DOI: 10.1016/j.molimm.2019.04.026 DOI Help

Authors: Jingshan Ren (University of Oxford) , Joanne E. Nettleship (University of Oxford; Research Complex at Harwell) , Gemma Harris (Research Complex at Harwell) , William Mwangi (The Pirbright Institute) , Nahid Rhaman (University of Oxford; Research Complex at Harwell) , Clare Grant (The Pirbright Institute) , Abhay Kotecha (University of Oxford) , Elizabeth Fry (University of Oxford) , Bryan Charleston (The Pirbright Institute) , David I. Stuart (University of Oxford) , John Hammond (The Pirbright Institute) , Raymond J. Owens (University of Oxford; Research Complex at Harwell)
Co-authored by industrial partner: No

Type: Journal Paper
Journal: Molecular Immunology , VOL 112 , PAGES 123 - 130

State: Published (Approved)
Published: August 2019
Diamond Proposal Number(s): 10627 , 14744

Open Access Open Access

Abstract: Cattle antibodies have unusually long CDR3 loops in their heavy chains (HCs), and limited light chain (LC) diversity, raising the question of whether these mask the effect of LC variation on antigen recognition.
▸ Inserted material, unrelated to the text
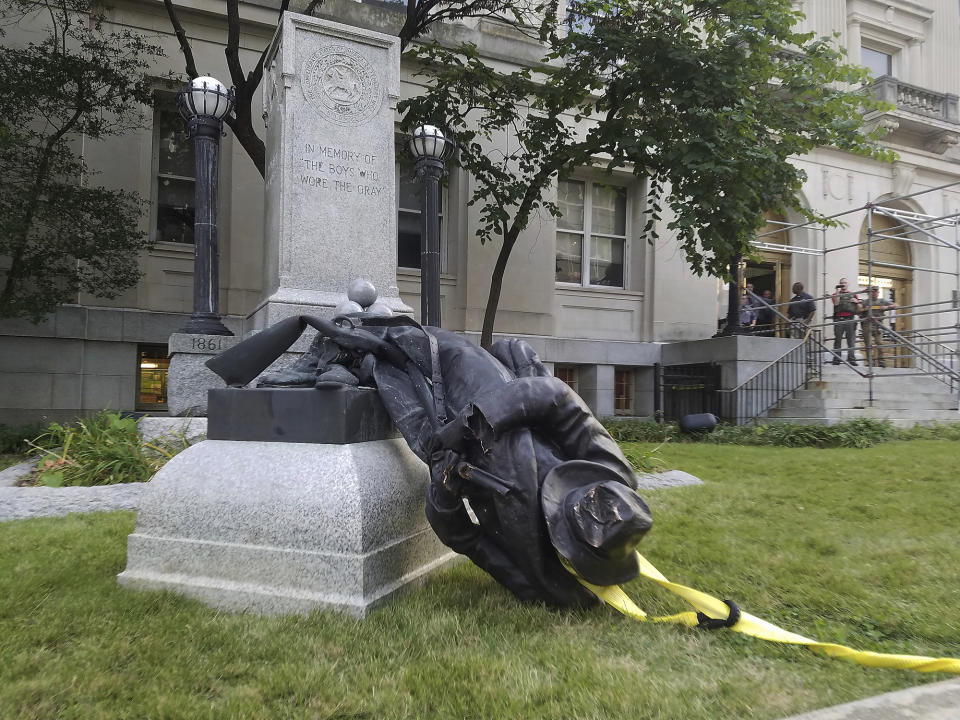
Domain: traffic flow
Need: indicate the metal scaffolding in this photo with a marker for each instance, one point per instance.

We have investigated the role of the LC in the structure and activity of two neutralizing cattle antibodies (B4 and B13) that bind the F protein of bovine respiratory syncytial virus (bRSV). Recombinant Fab fragments of B4 and B13 bound bRSV infected cells and showed similar affinities for purified bRSV F protein. Exchanging the LCs between the Fab fragments produced hybrid Fabs: B13* (B13 HC/B4 LC) and B4* (B4 HC/B13 LC). The affinity of B13* to the F protein was found to be two-fold lower than B13 whilst the binding affinity of B4* was reduced at least a hundred-fold compared to B4 such that it no longer bound to bRSV infected cells. Comparison of the structures of B4 and B13 with their LC exchanged counterparts B4* and B13* showed that paratope of the HC variable domain (VH) of B4 was disrupted on pairing with the B13 LC, consistent with the loss of binding activity. By contrast, B13 H3 adopts a similar conformation when paired with either B13 or B4 LCs. These observations confirm the expected key role of the extended H3 loop in antigen-binding by cattle antibodies but also show that the quaternary LC/HC subunit interaction can be crucial for its presentation and thus the LC variable domain (VL) is also important for antigen recognition.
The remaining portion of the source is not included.